I think, therefore I am. It is really impossible to imagine what it would be like to be alive but unaware of your own thoughts, so metacognition is something that we take for granted. However, as you will see, there is an incredible advantage to developing such an advanced cognitive capacity:
Read: Metacognition: Thinking About Thinking (http://goo.gl/azg5VY)
One ever important distinction is between the controlled cognitive processes, the thought we are aware of and that takes some mental effort, and the automatic cognitive processes, the thought that happens subconsciously and without any real effort. As we will see throughout this course, so much of what goes on occurs on an automatic and subconscious level. First, read:
Read: Controlled And Automatic Processing (http://goo.gl/sqGIk0)
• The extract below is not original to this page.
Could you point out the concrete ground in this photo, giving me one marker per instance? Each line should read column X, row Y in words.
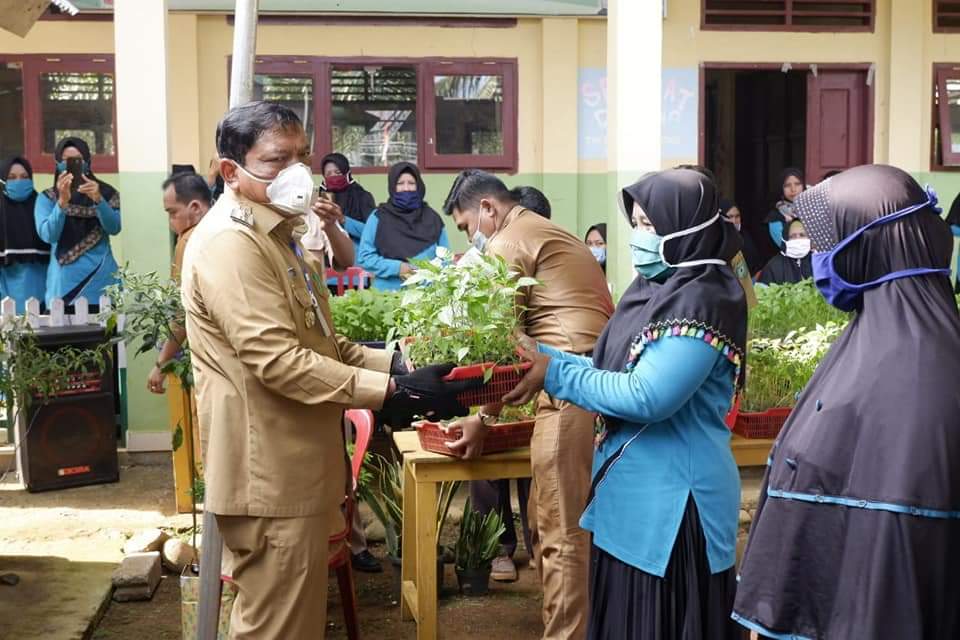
column 64, row 546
An important point to stress is that our brain has limited resources, so if we are engaged in a difficult controlled process (e.g., trying to memorize a long series of numbers), we will not have the power to do other intensive mental tasks (e.g., have an intelligent conversation). That is, one task interferes with another. However, we would still be able to carry out several automatic processes (e.g., recognizing the face of someone you know) because they do not really require any mental resources. The extent to which our mind is engaged in controlled processing is known as cognitive load… the more load we have at the moment, the less we are capable of thinking about.
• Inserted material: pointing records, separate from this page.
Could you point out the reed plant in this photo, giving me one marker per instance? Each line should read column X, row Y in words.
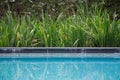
column 88, row 27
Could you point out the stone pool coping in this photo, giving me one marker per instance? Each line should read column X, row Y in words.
column 70, row 50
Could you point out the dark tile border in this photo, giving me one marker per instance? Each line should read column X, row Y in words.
column 59, row 50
A great example of how our controlled and automatic processes operate at the same time is known as the Stroop Effect, named after J.R. Stroop (1897-1973). Here is an interactive demonstration of the effect. After clicking on the link below you will see a Start button, and below that four buttons (red, green, blue, yellow). Your task is simple. You will see a word appear on the screen and all you have to do is click the button to indicate what color the ink is. For this to work, try and respond as fast as you possible can and record the average times for “congruent” and “incongruent” trials:
Visit: Confusing Colors (http://goo.gl/YPlVS)
When you complete the demonstration you will see a results screen - be sure to save a copy of that screen for later reference. As you can see in this case, an automatic process interferes with a controlled process.